The perpendicular bisectors of the three sides of any triangle must be concurrent, as is well-known. However, this is not true of quadrilaterals. For quadrilaterals, the four perpendicular bisectors may be concurrent, or not. So when must they be?

The answer: when a pair of opposite angles in the quadrilateral are right angles.

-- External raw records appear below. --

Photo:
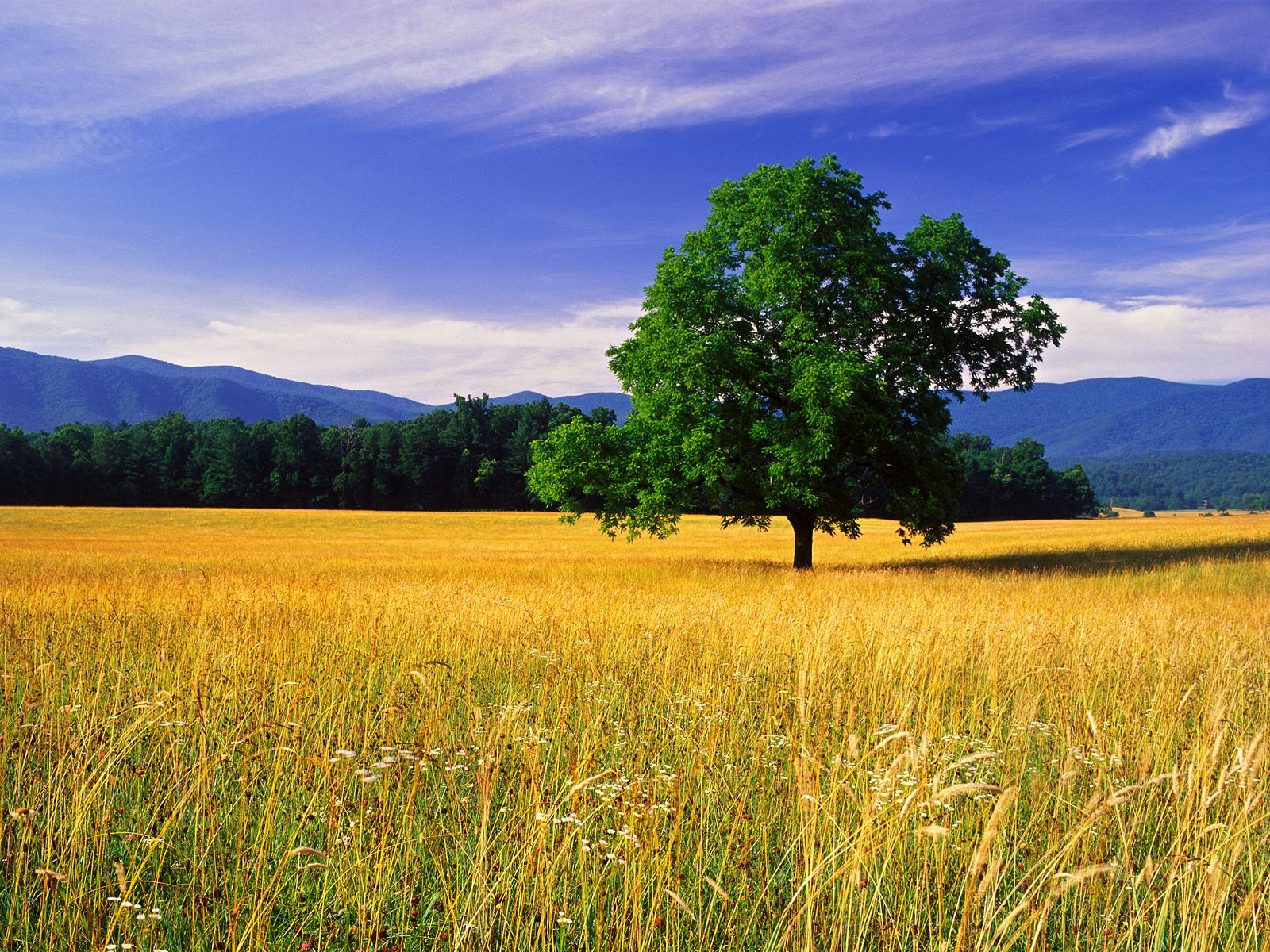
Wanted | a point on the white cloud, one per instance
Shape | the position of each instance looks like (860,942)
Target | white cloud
(1183,131)
(545,67)
(1168,340)
(1217,264)
(1098,135)
(366,346)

Why is this the case? Well, it’s a consequence of what happens in triangles to this point of concurrence, called the circumcenter. In right triangles — and only in right triangles — the circumcenter falls on a side of the triangle, and that side is always the hypotenuse, with the circumcenter located at its midpoint. If a quadrilateral has two right angles as a pair of opposite angles, as ABCD does in the diagram above, then it can be split into two right triangles with a common hypotenuse, as shown — and that hypotenuse’s midpoint will then be the point of concurrence of all four perpendicular bisectors of the sides of the quadrilateral.

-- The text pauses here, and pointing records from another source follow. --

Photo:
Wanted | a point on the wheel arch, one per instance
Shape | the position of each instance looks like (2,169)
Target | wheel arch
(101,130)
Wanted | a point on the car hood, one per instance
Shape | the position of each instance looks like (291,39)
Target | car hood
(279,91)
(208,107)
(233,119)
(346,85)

[Later edit:  my friend Andrew make the following comment, when I posted a link to this post on Facebook. I appreciate it when my friends make such corrections.]

“Actually, the Perpendicular Bisectors are concurrent for any Cyclical Quadrilateral. (Opposite angles sum to 180 degrees). Even Non-convex Cyclical Quadrilaterals have this property (Note a Non-convex Cyclical Quadrilateral must be self-intersecting). All Cyclical Quadrilaterals can be circumscribed by a circle.”

For proof, consider the cyclical or non-cyclical quadrilateral (or higher polygon, as well), together with its circumscribed circle. All sides of this polygon are chords of this circle, and perpendicular bisectors of chords pass through the circle’s center — the point of concurrency.